Invece El violin ci porta in un mondo diverso, in un Messico distante anni luce dall'iconografia solita delle spiagge di Acapulco, dei cactus, dei mariachi e delle passioni calienti.
Prima di tutto per la scelta in apparenza paradossale di girare in bianco e nero... ma come, un film ambientato in Messico, un paese così colorato, viene fatto in bianco e nero? Poi le location sono anch'esse atipiche, un Messico aspro fatto di strette vallate rinserrate tra alte montagne che ricordano molti paesaggi mediterranei. E infine, ma anche questo è un elemento di grande importanza, gli attori, che sono dei veri messicani meticci o indios, molti dei quali anche non professionisti, l'esatto opposto dei sex symbol latini come Gael Garcia Bernal.

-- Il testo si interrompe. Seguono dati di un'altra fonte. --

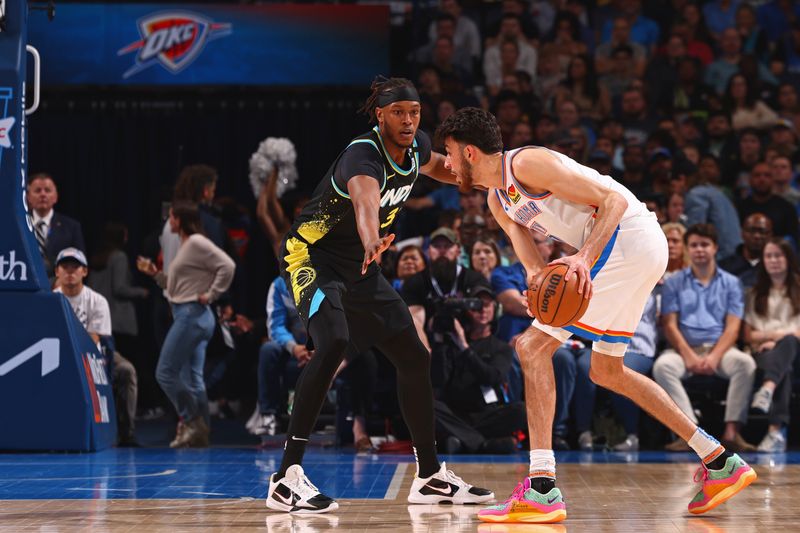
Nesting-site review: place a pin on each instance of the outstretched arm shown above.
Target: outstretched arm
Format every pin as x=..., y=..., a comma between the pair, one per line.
x=365, y=195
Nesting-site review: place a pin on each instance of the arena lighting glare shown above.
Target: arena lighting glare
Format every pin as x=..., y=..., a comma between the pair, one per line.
x=50, y=8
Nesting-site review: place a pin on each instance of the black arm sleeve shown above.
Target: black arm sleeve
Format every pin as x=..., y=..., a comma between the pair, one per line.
x=424, y=147
x=361, y=159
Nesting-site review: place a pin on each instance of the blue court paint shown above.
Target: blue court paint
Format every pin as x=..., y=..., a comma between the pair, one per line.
x=236, y=473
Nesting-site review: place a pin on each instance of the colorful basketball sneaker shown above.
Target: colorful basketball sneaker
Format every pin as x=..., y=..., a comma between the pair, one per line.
x=294, y=493
x=527, y=506
x=720, y=485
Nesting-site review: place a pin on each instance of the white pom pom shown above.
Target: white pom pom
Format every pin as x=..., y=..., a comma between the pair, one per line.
x=272, y=152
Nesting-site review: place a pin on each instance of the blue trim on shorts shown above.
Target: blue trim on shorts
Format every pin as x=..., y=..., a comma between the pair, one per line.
x=316, y=301
x=604, y=255
x=583, y=333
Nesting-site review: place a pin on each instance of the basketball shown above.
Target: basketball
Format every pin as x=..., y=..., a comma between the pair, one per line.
x=556, y=302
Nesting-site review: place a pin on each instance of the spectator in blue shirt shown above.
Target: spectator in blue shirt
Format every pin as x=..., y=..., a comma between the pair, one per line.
x=643, y=30
x=702, y=308
x=281, y=358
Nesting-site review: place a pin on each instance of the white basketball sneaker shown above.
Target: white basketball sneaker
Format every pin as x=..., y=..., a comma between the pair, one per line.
x=446, y=487
x=294, y=493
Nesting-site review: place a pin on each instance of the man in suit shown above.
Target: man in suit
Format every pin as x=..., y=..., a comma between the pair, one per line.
x=54, y=231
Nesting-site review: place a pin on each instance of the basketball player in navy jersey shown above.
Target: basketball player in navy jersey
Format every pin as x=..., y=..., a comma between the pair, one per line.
x=622, y=254
x=328, y=262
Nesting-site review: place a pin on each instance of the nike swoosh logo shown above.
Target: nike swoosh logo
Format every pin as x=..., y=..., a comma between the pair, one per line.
x=284, y=500
x=452, y=490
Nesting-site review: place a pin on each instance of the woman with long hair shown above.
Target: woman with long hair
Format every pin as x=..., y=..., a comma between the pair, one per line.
x=198, y=275
x=484, y=256
x=771, y=328
x=744, y=106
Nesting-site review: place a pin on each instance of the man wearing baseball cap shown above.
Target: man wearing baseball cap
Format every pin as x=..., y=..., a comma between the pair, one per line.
x=91, y=309
x=474, y=414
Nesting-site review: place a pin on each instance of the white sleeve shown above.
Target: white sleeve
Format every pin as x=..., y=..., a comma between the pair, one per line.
x=99, y=316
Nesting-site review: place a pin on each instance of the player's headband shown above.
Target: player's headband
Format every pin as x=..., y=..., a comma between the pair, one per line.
x=398, y=94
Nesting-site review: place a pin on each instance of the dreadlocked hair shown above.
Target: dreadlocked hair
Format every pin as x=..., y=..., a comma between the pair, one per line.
x=381, y=84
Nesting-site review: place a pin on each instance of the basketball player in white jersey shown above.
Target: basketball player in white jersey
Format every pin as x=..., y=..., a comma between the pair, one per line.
x=622, y=253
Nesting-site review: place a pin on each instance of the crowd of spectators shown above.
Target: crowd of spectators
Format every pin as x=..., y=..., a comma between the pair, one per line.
x=691, y=105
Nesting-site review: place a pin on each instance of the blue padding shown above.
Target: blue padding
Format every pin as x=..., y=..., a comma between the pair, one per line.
x=316, y=301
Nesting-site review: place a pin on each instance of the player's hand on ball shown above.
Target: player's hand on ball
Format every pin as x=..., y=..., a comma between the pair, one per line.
x=577, y=265
x=374, y=249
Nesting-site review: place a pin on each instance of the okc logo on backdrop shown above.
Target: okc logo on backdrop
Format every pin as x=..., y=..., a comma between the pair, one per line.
x=173, y=39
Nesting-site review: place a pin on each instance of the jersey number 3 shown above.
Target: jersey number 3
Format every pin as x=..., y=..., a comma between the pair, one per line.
x=390, y=218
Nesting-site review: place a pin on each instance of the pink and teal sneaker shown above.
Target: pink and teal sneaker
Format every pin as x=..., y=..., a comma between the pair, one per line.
x=527, y=506
x=720, y=485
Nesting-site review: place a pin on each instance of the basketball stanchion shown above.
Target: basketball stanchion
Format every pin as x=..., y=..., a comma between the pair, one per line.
x=55, y=393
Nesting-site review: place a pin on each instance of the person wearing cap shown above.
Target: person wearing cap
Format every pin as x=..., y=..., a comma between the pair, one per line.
x=92, y=311
x=474, y=414
x=198, y=275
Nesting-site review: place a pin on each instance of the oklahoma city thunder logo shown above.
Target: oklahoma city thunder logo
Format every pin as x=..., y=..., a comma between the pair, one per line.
x=172, y=38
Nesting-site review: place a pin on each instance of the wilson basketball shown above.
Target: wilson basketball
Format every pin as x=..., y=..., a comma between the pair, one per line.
x=556, y=302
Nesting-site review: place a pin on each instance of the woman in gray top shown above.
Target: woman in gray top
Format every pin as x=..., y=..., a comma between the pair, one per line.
x=198, y=275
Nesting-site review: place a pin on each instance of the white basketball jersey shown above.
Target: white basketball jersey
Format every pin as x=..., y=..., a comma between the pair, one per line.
x=566, y=221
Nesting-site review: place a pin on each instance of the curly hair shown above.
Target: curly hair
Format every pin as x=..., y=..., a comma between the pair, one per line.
x=472, y=125
x=381, y=84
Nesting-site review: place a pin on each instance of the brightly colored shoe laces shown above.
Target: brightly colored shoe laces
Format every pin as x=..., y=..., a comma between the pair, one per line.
x=527, y=506
x=720, y=485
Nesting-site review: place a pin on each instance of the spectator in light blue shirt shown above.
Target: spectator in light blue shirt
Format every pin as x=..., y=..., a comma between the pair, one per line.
x=703, y=307
x=720, y=14
x=639, y=357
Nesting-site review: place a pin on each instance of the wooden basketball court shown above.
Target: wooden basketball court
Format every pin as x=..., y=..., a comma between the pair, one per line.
x=223, y=490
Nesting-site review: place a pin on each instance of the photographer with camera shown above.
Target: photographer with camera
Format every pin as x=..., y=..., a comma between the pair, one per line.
x=454, y=309
x=435, y=293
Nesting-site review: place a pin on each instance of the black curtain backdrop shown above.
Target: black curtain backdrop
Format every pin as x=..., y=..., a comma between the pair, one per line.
x=115, y=155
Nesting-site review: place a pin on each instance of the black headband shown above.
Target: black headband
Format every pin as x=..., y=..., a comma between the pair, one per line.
x=398, y=94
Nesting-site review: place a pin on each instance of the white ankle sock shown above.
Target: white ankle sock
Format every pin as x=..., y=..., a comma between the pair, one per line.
x=543, y=463
x=704, y=444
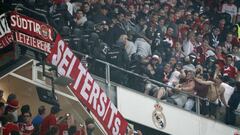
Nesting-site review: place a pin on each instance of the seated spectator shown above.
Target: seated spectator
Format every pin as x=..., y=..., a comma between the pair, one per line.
x=50, y=121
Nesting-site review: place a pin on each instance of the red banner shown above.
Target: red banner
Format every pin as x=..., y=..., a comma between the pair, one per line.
x=32, y=32
x=5, y=32
x=86, y=89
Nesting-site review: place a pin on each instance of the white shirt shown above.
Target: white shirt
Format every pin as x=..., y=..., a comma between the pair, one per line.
x=70, y=7
x=143, y=47
x=230, y=9
x=174, y=78
x=188, y=47
x=228, y=91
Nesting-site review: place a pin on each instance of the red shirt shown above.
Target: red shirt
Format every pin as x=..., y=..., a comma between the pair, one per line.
x=62, y=127
x=27, y=129
x=230, y=71
x=9, y=127
x=81, y=132
x=50, y=120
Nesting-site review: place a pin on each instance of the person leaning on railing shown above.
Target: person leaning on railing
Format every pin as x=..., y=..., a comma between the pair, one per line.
x=215, y=94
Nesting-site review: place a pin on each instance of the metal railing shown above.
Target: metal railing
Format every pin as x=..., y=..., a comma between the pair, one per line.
x=108, y=66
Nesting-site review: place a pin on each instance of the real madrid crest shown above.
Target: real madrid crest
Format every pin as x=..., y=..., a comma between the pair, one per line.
x=158, y=117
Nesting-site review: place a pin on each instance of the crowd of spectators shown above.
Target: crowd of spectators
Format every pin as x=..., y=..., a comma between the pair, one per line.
x=41, y=124
x=192, y=46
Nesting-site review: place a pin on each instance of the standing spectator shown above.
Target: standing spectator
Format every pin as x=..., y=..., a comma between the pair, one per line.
x=233, y=103
x=231, y=9
x=69, y=6
x=143, y=47
x=24, y=109
x=50, y=120
x=89, y=122
x=10, y=125
x=80, y=18
x=214, y=37
x=54, y=130
x=188, y=86
x=215, y=95
x=12, y=106
x=227, y=46
x=229, y=69
x=1, y=96
x=26, y=126
x=189, y=44
x=128, y=45
x=37, y=120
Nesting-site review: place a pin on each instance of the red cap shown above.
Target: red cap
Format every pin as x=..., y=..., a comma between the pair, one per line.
x=13, y=104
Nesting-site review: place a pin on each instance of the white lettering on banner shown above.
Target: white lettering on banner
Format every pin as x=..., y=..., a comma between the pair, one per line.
x=6, y=40
x=101, y=107
x=86, y=88
x=113, y=112
x=57, y=57
x=63, y=65
x=71, y=66
x=27, y=24
x=4, y=28
x=80, y=75
x=33, y=42
x=94, y=95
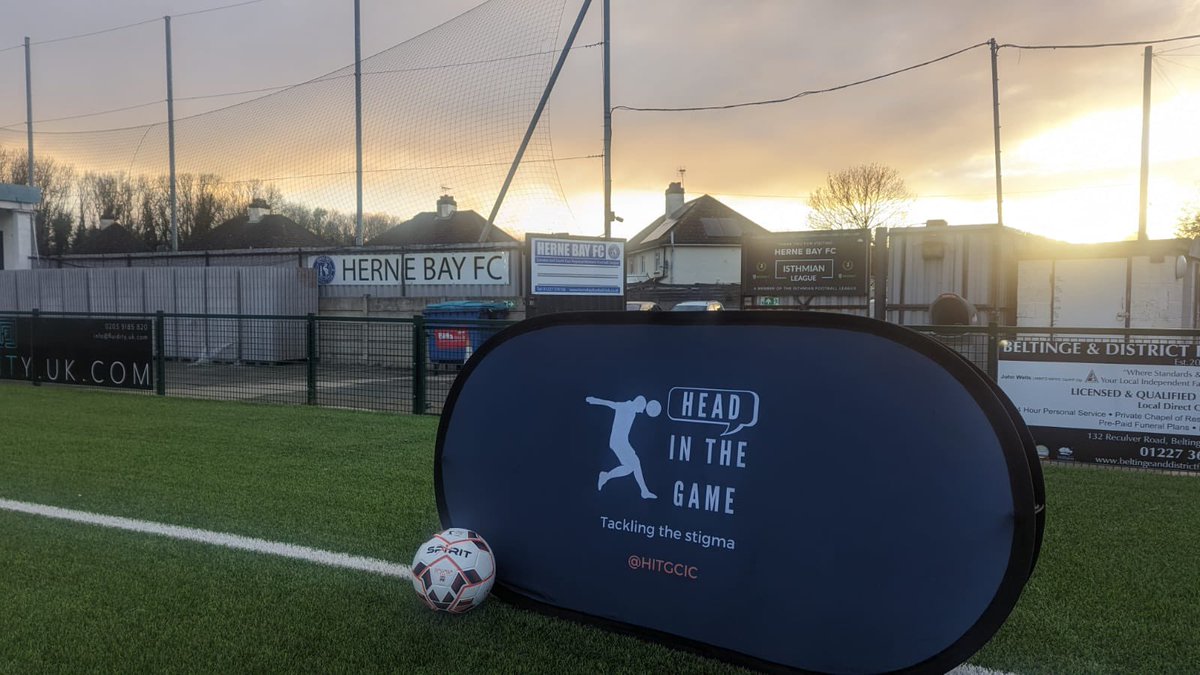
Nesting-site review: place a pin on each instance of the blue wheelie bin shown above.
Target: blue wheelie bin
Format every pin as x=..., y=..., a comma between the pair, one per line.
x=453, y=332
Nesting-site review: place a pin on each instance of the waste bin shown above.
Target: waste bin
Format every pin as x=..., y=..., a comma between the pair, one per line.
x=451, y=334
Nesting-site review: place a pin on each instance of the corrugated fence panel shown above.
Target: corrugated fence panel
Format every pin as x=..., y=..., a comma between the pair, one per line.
x=131, y=294
x=191, y=336
x=75, y=290
x=49, y=291
x=160, y=290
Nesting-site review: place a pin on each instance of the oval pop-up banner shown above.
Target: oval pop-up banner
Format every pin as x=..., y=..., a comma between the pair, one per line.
x=793, y=490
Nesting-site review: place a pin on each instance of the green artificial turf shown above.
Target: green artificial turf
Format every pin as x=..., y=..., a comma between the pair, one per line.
x=1117, y=587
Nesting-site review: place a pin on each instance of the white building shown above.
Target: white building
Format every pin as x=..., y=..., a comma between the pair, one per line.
x=696, y=242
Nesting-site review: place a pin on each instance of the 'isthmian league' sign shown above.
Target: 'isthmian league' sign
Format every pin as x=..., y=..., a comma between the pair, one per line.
x=795, y=490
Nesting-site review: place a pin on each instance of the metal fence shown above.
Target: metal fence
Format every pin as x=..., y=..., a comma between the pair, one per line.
x=408, y=365
x=382, y=364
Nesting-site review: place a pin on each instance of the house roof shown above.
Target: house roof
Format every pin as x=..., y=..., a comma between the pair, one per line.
x=462, y=227
x=703, y=220
x=271, y=232
x=112, y=239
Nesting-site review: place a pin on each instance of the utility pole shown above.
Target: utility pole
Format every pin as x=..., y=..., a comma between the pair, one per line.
x=29, y=114
x=1145, y=143
x=358, y=126
x=995, y=124
x=607, y=130
x=533, y=123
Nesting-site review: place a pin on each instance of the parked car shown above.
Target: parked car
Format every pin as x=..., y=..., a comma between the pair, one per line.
x=699, y=306
x=642, y=306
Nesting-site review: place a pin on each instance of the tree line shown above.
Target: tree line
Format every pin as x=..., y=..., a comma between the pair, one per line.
x=73, y=203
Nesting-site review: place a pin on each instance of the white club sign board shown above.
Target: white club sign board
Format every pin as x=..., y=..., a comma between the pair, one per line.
x=1125, y=404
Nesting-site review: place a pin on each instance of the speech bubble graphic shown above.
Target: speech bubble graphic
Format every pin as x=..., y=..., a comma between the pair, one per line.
x=733, y=408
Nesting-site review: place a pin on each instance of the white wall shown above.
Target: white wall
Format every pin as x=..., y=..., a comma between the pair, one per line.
x=687, y=264
x=16, y=233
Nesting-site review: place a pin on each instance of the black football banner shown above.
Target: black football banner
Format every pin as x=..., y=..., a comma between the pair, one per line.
x=93, y=352
x=787, y=490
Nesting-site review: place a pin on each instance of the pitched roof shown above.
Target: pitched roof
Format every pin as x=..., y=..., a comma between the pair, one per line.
x=112, y=239
x=702, y=220
x=462, y=227
x=271, y=232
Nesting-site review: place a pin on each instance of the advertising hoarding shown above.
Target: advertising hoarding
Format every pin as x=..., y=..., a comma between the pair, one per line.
x=576, y=267
x=93, y=352
x=453, y=268
x=1126, y=404
x=717, y=476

Tutti questi ingredienti sono perfettamente funzionali a comporre un'opera di grande impatto emotivo (soprattutto nei primissimi minuti, in cui assistiamo a scene di tortura strategicamente collocate all'inizio per farci immergere immediatamente nella storia), che ci racconta una storia di guerriglia antigovernativa e di repressione militare ai danni dei villaggi di montagna e delle famiglie che vi abitano. Non è chiaro se il riferimento è alla guerriglia zapatista o a fatti più lontani nel tempo, in quanto non ci sono elementi che permettano una contestualizzazione sicura, ma tutto questo non è assolutamente un difetto perché non si tratta di un film di guerra, ma di un film sui rapporti umani.
Il violino del titolo è lo strumento suonato da Plutarco, un vecchio abitante del villaggio distrutto dall'esercito che collabora con la guerriglia. Grazie anche al violino, Plutarco riesce a ottenere la simpatia del capitano dell'esercito, in un gioco di reciproche sfide e inganni reso splendidamente, con pochi dialoghi e grande senso della narrazione cinematografica. Il senso di latente pessimismo che serpeggia durante tutto lo scorrere del film trova un esito coerente nel finale, in cui il presente sconfitto affida le sue speranze alle future generazioni: forse anche una metafora di resistenza con cui il regista vuole rappresentare la condizione dei paesi in via di sviluppo.
Un'ultima nota se la merita Don Angel Tavira, l'attore che ha interpretato Plutarco. Don Angel è purtroppo morto da pochi giorni, lo scorso 30 giugno, dopo una vita passata a fare il violinista, pur con la mano destra amputata da quando era ragazzino; El violin è stato l'unico film in cui (a 81 anni) ha recitato, e con la sua straordinaria interpretazione Don Angel ha vinto il premio come miglior attore al Festival di Cannes, nella sezione Un Certain Regard. Un altro motivo per vedere questo ottimo film.